I was doing a DCF model. Do I use current 10-year US treasury yield, or it should be the historical average? And does beta suppose to be lower for companies with low or no debt? What market risk premia is used, current or also average?
Rf1 + beta*( market return- rf2) Rf1 is the current short-term risk free - can be found on Bloomberg. Rf2 is the historical average risk free ( arithmetic is forward-looking; geometric is not. you can use either) you can download from WRDS CRISP monthly for 5 years or 10 years. As to beta, you can check bloomberg 2year or 5year. Personally I like to use multiple resources, including running a regression with downloaded daily price data. Leverage, is one of the factors that can impact beta but you can’t say beta is definitely lower for a company with low or no debt. There are other factors that affect beta, for example a small-cap company might have a higher beta due to liquidity issues. Anyone has a different approach/thoughts?

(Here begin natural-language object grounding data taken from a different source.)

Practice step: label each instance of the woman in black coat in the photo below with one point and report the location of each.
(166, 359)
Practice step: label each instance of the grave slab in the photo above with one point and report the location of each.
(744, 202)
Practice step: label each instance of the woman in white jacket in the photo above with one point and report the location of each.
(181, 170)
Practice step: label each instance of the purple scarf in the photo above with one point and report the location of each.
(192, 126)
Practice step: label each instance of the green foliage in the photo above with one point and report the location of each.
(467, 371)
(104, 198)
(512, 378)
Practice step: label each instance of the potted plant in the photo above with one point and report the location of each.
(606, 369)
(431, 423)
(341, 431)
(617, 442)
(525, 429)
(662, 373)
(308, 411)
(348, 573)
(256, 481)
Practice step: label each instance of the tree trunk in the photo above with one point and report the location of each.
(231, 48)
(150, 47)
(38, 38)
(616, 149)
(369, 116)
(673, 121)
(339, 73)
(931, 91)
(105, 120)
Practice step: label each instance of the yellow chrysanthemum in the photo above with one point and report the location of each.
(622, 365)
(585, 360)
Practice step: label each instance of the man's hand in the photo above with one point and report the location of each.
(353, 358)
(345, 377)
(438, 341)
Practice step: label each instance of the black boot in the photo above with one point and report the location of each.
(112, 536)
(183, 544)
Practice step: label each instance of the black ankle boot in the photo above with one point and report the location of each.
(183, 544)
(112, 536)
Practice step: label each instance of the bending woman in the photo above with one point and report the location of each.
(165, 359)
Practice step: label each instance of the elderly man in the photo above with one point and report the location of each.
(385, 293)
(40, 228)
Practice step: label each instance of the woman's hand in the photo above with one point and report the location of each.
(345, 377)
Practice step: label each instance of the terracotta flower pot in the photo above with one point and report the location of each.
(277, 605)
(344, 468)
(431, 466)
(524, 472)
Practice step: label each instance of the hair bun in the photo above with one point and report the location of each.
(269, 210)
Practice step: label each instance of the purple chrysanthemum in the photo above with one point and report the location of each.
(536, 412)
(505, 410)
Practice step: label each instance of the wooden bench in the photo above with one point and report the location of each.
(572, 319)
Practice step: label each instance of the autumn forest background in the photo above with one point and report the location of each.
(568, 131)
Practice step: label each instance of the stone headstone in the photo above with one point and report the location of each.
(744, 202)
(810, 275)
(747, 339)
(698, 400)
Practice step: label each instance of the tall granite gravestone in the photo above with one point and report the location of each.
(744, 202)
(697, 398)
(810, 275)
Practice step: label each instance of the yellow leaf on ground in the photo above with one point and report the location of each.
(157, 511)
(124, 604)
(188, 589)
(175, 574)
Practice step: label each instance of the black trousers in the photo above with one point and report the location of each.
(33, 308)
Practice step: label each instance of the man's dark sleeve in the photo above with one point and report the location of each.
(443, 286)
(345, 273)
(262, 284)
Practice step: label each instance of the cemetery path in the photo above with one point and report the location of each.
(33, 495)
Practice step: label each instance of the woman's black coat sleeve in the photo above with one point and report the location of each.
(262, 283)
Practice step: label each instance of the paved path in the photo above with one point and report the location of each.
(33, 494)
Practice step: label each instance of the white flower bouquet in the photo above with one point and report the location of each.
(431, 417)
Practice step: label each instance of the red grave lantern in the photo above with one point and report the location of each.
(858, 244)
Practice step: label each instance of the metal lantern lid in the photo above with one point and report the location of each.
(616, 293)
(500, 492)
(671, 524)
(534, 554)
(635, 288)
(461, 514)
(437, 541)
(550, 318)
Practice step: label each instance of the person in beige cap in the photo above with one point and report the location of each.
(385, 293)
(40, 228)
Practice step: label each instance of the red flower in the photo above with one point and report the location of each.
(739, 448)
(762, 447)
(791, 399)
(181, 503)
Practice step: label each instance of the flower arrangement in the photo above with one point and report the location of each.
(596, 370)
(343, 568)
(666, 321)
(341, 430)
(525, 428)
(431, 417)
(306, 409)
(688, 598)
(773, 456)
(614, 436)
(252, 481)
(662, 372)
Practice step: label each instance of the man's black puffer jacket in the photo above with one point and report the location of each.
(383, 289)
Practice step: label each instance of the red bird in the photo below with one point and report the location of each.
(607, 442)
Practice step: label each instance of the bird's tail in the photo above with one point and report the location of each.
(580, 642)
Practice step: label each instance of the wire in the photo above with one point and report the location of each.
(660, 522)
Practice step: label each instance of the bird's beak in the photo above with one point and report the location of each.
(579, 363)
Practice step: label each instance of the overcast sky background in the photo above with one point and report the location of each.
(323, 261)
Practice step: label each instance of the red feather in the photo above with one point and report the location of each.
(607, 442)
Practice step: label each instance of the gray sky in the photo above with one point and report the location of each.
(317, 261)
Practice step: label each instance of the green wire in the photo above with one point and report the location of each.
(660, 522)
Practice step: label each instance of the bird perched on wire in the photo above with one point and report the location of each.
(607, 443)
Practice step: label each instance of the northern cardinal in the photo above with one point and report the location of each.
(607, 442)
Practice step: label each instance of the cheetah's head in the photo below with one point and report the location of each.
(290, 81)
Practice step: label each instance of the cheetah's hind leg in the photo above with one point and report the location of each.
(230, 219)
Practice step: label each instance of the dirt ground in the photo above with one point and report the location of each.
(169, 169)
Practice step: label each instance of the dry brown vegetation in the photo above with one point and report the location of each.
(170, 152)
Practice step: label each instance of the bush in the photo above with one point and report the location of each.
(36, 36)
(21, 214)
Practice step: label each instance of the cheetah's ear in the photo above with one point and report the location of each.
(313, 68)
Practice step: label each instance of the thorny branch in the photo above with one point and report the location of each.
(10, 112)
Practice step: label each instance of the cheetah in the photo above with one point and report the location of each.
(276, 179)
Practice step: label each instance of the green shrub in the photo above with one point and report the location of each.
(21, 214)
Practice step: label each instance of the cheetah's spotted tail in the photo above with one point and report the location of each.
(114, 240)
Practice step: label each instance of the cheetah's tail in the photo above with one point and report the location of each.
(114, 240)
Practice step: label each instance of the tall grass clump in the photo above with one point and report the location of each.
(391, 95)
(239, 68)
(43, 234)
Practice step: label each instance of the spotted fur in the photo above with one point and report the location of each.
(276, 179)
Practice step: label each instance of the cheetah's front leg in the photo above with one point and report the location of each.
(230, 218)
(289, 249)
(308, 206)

Can you use just Market Premia in a CAPM model without deducting Rf from Market Return? Historical rf seems to be justified as it accounts for different cycles, but FED recently announced that they are going to maintain low rates till at least 2022.
Beta, for the company I’m doing research on, is comparatively high. The peers with similar margins and business model have lower beta, whereas the ones with high debt have significantly higher Beta. Looking at technical side of it, I’m guessing that this high beta is the result of one time significant price movement (100% up and down) two years ago, that increased its volatility. However it is one time movement, and there is a low likelihood of it happening in the near term.
Also should I include small cap premium if the market cap is $1-2 billion. Bid-ask spread is 0.3%.